テリアが望むのは『バルセイ』の悲劇を超えること。アルカには安息領の急激な変化さえも乗り越えさせてもらおう。
【そしてもう一つ。勘違いしているようだから教えてあげる。貴方の力について誰よりもよく知っている存在は私よ。役に立つかという観点なら私がテリアよりマシでしょ】
「……お姉様を見下すたわごとには腹が立つけれど……」
アルカはついに私を狙っていた弓を下ろした。
表情はまだ不愉快でしかめっ面をしていたが、一方では強い疑問の眼差しを私に向けて放っていた。

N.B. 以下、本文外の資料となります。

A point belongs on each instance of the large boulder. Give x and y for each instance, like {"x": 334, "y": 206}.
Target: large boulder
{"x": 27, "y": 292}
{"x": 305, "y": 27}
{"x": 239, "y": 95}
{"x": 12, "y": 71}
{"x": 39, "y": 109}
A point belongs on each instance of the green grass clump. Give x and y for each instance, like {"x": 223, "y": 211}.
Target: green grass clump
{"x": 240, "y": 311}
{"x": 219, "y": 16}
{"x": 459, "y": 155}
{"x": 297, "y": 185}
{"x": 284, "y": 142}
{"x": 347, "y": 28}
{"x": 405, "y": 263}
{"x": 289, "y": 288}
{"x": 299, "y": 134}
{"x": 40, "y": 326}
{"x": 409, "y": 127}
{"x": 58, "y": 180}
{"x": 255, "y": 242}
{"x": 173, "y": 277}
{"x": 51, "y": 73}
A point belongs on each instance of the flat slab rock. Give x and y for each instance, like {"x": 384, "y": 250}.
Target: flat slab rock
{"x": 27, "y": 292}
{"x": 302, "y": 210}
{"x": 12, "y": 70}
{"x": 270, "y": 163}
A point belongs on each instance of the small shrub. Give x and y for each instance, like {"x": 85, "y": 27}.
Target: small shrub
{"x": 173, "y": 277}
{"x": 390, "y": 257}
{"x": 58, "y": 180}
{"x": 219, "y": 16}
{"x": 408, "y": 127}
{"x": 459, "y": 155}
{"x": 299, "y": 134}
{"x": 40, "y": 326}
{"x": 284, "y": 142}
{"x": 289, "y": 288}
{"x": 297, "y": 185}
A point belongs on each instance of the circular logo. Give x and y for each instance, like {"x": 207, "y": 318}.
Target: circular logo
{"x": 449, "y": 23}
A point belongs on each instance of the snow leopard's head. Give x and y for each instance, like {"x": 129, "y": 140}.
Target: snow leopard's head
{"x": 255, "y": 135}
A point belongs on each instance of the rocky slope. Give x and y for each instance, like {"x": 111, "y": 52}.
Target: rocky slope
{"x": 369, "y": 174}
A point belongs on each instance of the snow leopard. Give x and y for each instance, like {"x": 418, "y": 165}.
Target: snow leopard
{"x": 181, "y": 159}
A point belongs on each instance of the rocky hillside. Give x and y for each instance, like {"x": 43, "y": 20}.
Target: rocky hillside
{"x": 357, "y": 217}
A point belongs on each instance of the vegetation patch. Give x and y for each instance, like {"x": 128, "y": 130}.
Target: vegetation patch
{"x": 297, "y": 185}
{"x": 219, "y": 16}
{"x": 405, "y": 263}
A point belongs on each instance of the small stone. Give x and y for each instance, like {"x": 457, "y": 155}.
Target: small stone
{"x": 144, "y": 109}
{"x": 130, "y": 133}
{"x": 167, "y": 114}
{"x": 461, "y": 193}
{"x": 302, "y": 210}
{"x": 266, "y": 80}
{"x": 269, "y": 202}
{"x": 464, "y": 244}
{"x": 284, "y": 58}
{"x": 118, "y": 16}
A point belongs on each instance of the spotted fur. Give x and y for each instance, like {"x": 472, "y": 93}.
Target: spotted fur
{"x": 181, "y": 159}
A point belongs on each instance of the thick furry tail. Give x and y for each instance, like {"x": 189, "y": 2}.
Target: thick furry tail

「それ以前に。どうして貴方が私を助けると言うんですか? 貴方は邪毒神じゃないですか。何のために? 何を望んで?」
理由、か。
もちろん私には私の目的がある。それを成し遂げるためには私が嫌悪するバカの力であっても一応は必要だ。それで嫌悪感を抑えられずともこいつに手を差し出すんだ。
しかし……すべてをテリアに教えることはできなかった。
安息領の、バリジタの目的が変わったということ。正確には本来の目的とは別に第二の狙いができたということ。そのために安息領の暴挙にも今後変化が生じる予定だけど、その第二の目標が何なのかは教えることができなかった。
それをテリアが知ったら、彼女の行動は必ず私が望まない形に変質してしまう。それだけは防がないと。
だから私にできることはテリアが使える駒を少しでももっと強化してくれることだけ。
【私の目的はテリアが望むことを成し遂げることだけだよ。それ以外のことなんて正直どうでもいい】
「邪毒神の貴方がどうしてお姉様のために動くのですか?」
【そんなことを教えてくれる理由はない。それよりいつまでおしゃべりばかりするつもり?】
無駄な時間の無駄をやめて手に魔力を集中する。
ここは世界の中ではない。世界の外、比喩すると表の皮にくっつく感じで世界の外と世界の間に形成された異空間だ。
つまりここでは邪毒のような〝世界の反発力〟が働かない。当然私の力も完全に使える。
……まぁ、私の真体にまともに接すると人間なんかあっという間に崩壊するけどね。そのため、私の力のほとんどを遮断する障壁を設けている。副作用として私の姿が世界の中のように邪毒の塊のような漆黒に見えるだろうが、特に関係はない。
そのまま始めようとしたけど、アルカが慌てて手のひらを立てた。